A conflict exists between our carnal nature and the leading of the Holy Spirit, although often the conflict depicted is one of GOD’s law warring against GOD’s grace. Being led by the Ruach does not conflict with the ‘spirit’ of torah. Both are divinely instituted measures at work in the life of a believer. Legalism, a man-made perversion of Torah truth and practice, enshrouded as it is in religiosity, self-righteousness and judgmentalism, is a direct affront to the Spirit of GOD and true Torah teachings. Doing His will is Torah-positive, Yeshua-centric, and Holy Spirit empowered.  Legalism, like other fleshly pursuits, brings bondage to a person’s soul, polluting a person’s relationship with his fellow humans and with GOD. Self-righteousness, divisiveness and arrogance can readily be associated with legalism whether in the Church or the Synagogue. 

Ultimately, we are called to love GOD and to love our neighbor.  To do so we need His grace, His empowerment by His Spirit and a willingness within ourselves to submit to the promptings of the LORD upon our lives.  Grace is always challenged by pride and arrogance.

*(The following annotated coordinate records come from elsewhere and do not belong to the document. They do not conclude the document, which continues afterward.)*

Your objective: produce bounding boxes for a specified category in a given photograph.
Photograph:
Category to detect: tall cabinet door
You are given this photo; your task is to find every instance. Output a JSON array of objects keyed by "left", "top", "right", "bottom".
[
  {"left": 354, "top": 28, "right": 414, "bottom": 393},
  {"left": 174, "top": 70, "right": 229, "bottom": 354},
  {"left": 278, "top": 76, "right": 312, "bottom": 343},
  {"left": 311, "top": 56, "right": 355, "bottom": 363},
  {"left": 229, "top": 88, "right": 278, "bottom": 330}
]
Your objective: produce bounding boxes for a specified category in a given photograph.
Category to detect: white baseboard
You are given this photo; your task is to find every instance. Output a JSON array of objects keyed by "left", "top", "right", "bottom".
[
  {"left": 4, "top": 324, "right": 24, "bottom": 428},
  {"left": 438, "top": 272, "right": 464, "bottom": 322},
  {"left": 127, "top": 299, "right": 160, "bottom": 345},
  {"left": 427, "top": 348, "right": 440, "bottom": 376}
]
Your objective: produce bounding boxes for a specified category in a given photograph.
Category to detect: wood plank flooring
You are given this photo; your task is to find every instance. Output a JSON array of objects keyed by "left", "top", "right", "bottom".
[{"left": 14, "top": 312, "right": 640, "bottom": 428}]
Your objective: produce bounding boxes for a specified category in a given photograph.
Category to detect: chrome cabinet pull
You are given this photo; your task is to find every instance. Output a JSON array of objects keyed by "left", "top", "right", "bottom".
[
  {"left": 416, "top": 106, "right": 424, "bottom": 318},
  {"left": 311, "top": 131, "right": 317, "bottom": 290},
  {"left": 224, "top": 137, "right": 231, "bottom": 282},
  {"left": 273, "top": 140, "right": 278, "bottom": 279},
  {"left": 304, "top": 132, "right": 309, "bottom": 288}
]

GOD resists the proud but gives grace to the humble. Growing in GOD’s love can be thwarted by hatred or disdain for others since anyone who says they love GOD but hates their brother is not truthful. Living a torah-positive lifestyle should be the modus operandi of true believers. But, if a believer believes GOD’s torah is of little or no value, his argument is with GOD who deemed it necessary to bequeath to mankind the Ten Commandments, the spiritual epicenter of Torah revelation. 

Most important of all, we can consider what our Messiah has done for us and find in Him the example we all need to press on in life, to be the examples of love and faith He desires us to be and to proclaim His goodness to all we encounter, including our neighbors. The love of GOD shed abroad in our hearts by His Spirit will always point to the Messiah as the Savior of the world including the neighbor who we are duty bound to love as we love ourselves. And what GOD calls us to do, He graciously enables the willing vessel to do.